I tried every imaginable therapy, but the only antidote that really worked was time—hanging on until the sixth month, when the nausea finally subsided.


And if the illness itself weren’t enough to endure, listening to other people’s medical theories put this unpleasant experience over the top. Half of these self-professed authorities were certain that my morning sickness meant that I was carrying a boy, while the other half, of course, were confident it was a girl. One person informed me that the sicker the mom, the hairier the baby. And I’ll never forget the man who explained that this was one of God’s ways of helping women shed those stubborn extra pounds.


The '5 Percent' Rule of Pregnancy


While pondering my situation during one of my moments of lucidity, I came up with the “5 percent rule of pregnancy.” That is, as far as I could tell, the odds of having a perfect pregnancy are probably around 5 percent, and the odds of experiencing something unusual are more like 95 percent. Recalling conversations with friends, I realized that everyone I knew fit into at least one obscure pregnancy-related category. Elizabeth was one of the few women who are put on full bed rest for the last two months. Rachel was unusual because her baby refused to drop into the birth canal. For Maggie, the pregnancy apparently caused her thyroid to malfunction. Is the fact that all these friends of mine had gestational problems a mere coincidence?

Difficult pregnancy nausea  Hyperemesis gravidarum pregnant difficulties

Sure, there are women who conceive easily, glide through the entire nine months, deliver without much fuss, and take home healthy, happy, contented babies. But I don’t know anyone like that. It seems to me that the assurances medical professionals gave me—that I was in a rare category—are the same guarantees they give everybody about their unusual circumstances.


Difficult Pregnancy? You Are Not Alone.


If I’m right—and my 5 percent rule is closer to the truth—why not say so? If women knew, really understood, right from the start, how difficult childbearing can be, would we suddenly witness a slowdown in population growth? I think not. No, something much more profound would happen if we weren’t led to believe that pregnancy brings a woman to the pinnacle of well-being: We’d simply feel better about ourselves.

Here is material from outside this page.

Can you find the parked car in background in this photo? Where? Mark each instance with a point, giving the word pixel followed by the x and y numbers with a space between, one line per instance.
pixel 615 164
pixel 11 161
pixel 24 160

You see, the real tragedy of difficult pregnancies is that those of us who experience them often end up feeling like outcasts and medical freaks, like rare specimens whose survival, in a more Darwinian age, would be unlikely.


Women who feel vibrant, vital, and fulfilled during their pregnancies are lucky, but I do not believe they’re the majority. So let’s break the myth of the media-perfect pregnancy. There is no reason for so many women to believe that their pain is unique and that they’re struggling alone.